# Biasness of Estimator – Revisited – Residual Analysis

In my previous blog about Checking Biasness of Estimator using Monte Carlo used three cases which are following

• Intercept in population relation and intercept in sample relation
• Intercept in population relation and no intercept in sample relation
• No intercept in population relation and intercept in sample relation

The summarized results were that the tails of the slope estimator became too big, using a sample model without intercept when the population model has caused skewness to become 31.56 (≠ 0) and kurtosis to become 997.53 (≠ 3), where as these two are standard when other two forms are used. Hence it is not appropriate to remove the intercept it makes model imprecise for inference.

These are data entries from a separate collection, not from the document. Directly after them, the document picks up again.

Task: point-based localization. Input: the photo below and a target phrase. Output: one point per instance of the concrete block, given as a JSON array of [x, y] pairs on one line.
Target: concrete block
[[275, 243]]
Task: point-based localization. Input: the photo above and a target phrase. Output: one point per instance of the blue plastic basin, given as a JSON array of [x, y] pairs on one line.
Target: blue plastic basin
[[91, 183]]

Now we will revisit this intercept issue by checking it against another important assumption of OLS regression. As per (Gujarati, 2003), the mean of the residuals should be zero, which means all the relevant variables are explicitly included in the model, and by our population construction the error term is randomly normally distributed with mean zero. Also the Variance of the residuals should be constant  and same as the population variance,  hence

Population → E(ui) = 0

Sample → E(ui |Xi) = 0

Sample variance = population variance

var (ui |Xi) = E[ui − E(ui |Xi)] x E[ui − E(ui |Xi)]   = σxσ

So for these three cases the mean of residuals will be analysed to see if it is zero or not, the hypothesis is mentioned following

 Mean of Error Term Variance of Error Term H0 →  E(ui |Xi) = 0 H1 →  E(ui |Xi) ≠ 0 H0 → var (ui |Xi) = σxσ = 2 H1 → var (ui |Xi) ≠ σxσ ≠ 2

Case 1 – Intercept in population relation and intercept in sample relation

Since the population mean and variance of the Error term is 0 and 4 respectively, following are the results of OLS simulation with intercept in population and sample.

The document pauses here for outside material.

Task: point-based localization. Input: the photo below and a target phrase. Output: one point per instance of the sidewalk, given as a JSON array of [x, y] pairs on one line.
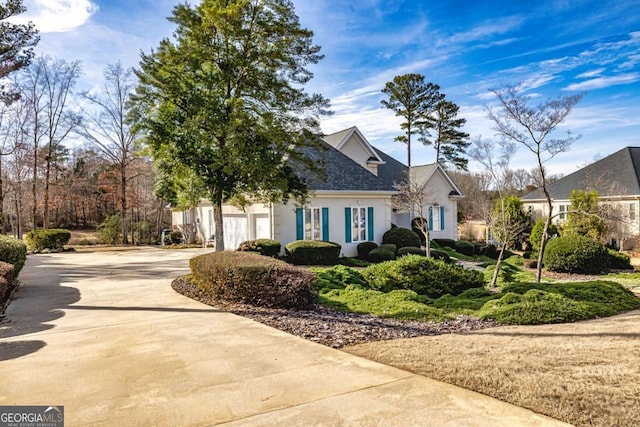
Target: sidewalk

 Case 1 Statistic / Variable Obs Mean Std Error Skewness Kurtosis Slope coefficient 100 1.998 0.484 -0.11 3.07 Error term mean 100 -2.5E-11 3.80E-09 -0.02 2.87 Error term variance 100 3.97 0.397 0.08 2.97

Test for mean of error term at population mean of 0 :

T = -2.5E-11 / 3.80E-09 = -6.6E-03

Test for variance of error term at population variance of 4:

T = 3.97 – 4 / 0.397 = -0.075

These results shows that when the population and sample both have intercepts in them, the slope coefficients are not biased, also the mean and variance of the error term are same as population mean. Hence none of the assumption violated.

Case 2 – Intercept in population relation and no intercept in sample relation

Since the population mean and variance of the Error term is 0 and 4 respectively, following are the results of OLS simulation with intercept in population and no intercept sample.

 Case 2 Statistic / Variable Obs Mean Std Error Skewness Kurtosis Slope coefficient 100 4.027 15.571 19.14 496.13 Error term 100 -0.144 7.00E-03 0.19 3.08 Error term variance 100 4.17 0.397 0.2 3.04

Test for mean of error term at population mean of 0 :

T = -0.144 / 7.0E-03 = -20.6

Test for variance of error term at population variance of 4:

T = 4.17 – 4 / 0.397 = 0.42

Here we can see that the slope is already imprecise, also the mean of the error term is not statistically equal to zero, hence violation of one assumption of OLS.

Case 3 – No intercept in population relation and intercept in sample relation

Since the population mean and variance of the Error term is 0 and 4 respectively, following are the results of OLS simulation with no intercept in population and intercept in sample.

 Case 3 Statistic / Variable Obs Mean Std Error Skewness Kurtosis Slope coefficient 100 1.977 0.471 -0.07 2.95 Error term 100 1.30E-11 2.03E-09 -0.13 3.4 Error term variance 100 3.99 0.409 0.21 3.23

Test for mean of error term at population mean of 0 :

T = 1.30E-11 / 2.03E-09 = 0.006

Test for variance of error term at population variance of 4:

T = 3.99 – 4 / 0.409 = -0.024

Surprisingly, even if the population does not have intercept in it, the sample OLS with intercept perform as well the case 1. With unbiased slope coefficient, zero mean and constant variance of Error term.

Conclusion:

After revisiting the intercept issue with another angle, we found strong evidence that sample model should have intercept in it. Even thought the population  had intercept of 1 (a very small value) but if we do not include it in the sample, the results deviate too much.

Stata Do file : residual analysis of intercept

Reference:

Gujarati, D. N. (2003). Basic Econometrics (4th ed.)